# Satisfiability and entailment in propositional logic

### From Learning Logic for Computer Science

There is an intimate connection between satisfiability and entailment (in propositional logic).

Theorem Let $\Phi$ be a set of propositional formulas and $\psi$ a propositional formula. Then \begin{align} \Phi \models \psi \qquad \text{iff} \qquad \text{Unsat } \Phi \cup \{\neg \psi\}\enspace. \end{align} Similarly, \begin{align} \text{Unsat } \Phi \qquad \text{iff} \qquad \Phi \models \bot \enspace. \end{align}

For the proof of the first part, let $\Phi$ be a set of propositional formulas and $\psi$ a propositional formula. For the direction from left to right, assume $\Phi \models \psi$ and, for contradiction, that $\Phi \cup \{\neg \psi\}$ is satisfiable. Then there is a variable assignment such that $\beta \mymodels \varphi$ for every $\varphi \in \Phi$ and $\beta \mymodels \neg \psi$. By the semantics of propositional logic, $\beta \not\mymodels \psi$ follows. Therefore, $\psi$ is not a consequence of $\Phi$---a contradiction.

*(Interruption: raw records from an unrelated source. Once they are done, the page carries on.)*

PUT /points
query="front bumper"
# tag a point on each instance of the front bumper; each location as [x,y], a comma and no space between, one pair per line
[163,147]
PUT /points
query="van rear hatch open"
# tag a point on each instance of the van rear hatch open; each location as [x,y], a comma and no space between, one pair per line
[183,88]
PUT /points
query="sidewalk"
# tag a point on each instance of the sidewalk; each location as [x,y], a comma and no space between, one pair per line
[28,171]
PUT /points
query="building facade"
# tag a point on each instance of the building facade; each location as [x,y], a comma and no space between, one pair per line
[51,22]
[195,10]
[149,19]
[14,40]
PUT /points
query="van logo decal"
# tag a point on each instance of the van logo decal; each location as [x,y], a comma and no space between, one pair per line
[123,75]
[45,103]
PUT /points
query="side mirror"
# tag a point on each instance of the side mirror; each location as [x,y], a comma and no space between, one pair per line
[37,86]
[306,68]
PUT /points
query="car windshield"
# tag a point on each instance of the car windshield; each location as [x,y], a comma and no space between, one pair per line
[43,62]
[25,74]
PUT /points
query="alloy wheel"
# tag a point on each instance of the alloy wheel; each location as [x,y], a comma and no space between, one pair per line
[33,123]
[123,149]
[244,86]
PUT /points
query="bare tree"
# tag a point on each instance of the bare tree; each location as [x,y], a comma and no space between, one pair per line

For the direction from right to left, assume $\Phi \cup \{\neg \psi\}$ is not satisfiable and that $\beta$ is any variable assignment such that $\beta \mymodels \Phi$. To be shown: $\beta \mymodels \psi$. For contradiction, assume $\beta \not\mymodels \psi$. Then $\beta \mymodels \neg \psi$, which implies $\beta \mymodels \Phi \cup \{\neg \psi\}$. So $\Phi \cup \{\neg \psi\}$ is satisfiable---a contradiction.

The second part is an immediate consequence of the first part.

As a consequence of this theorem, satisfiability tests can be used for checking entailment.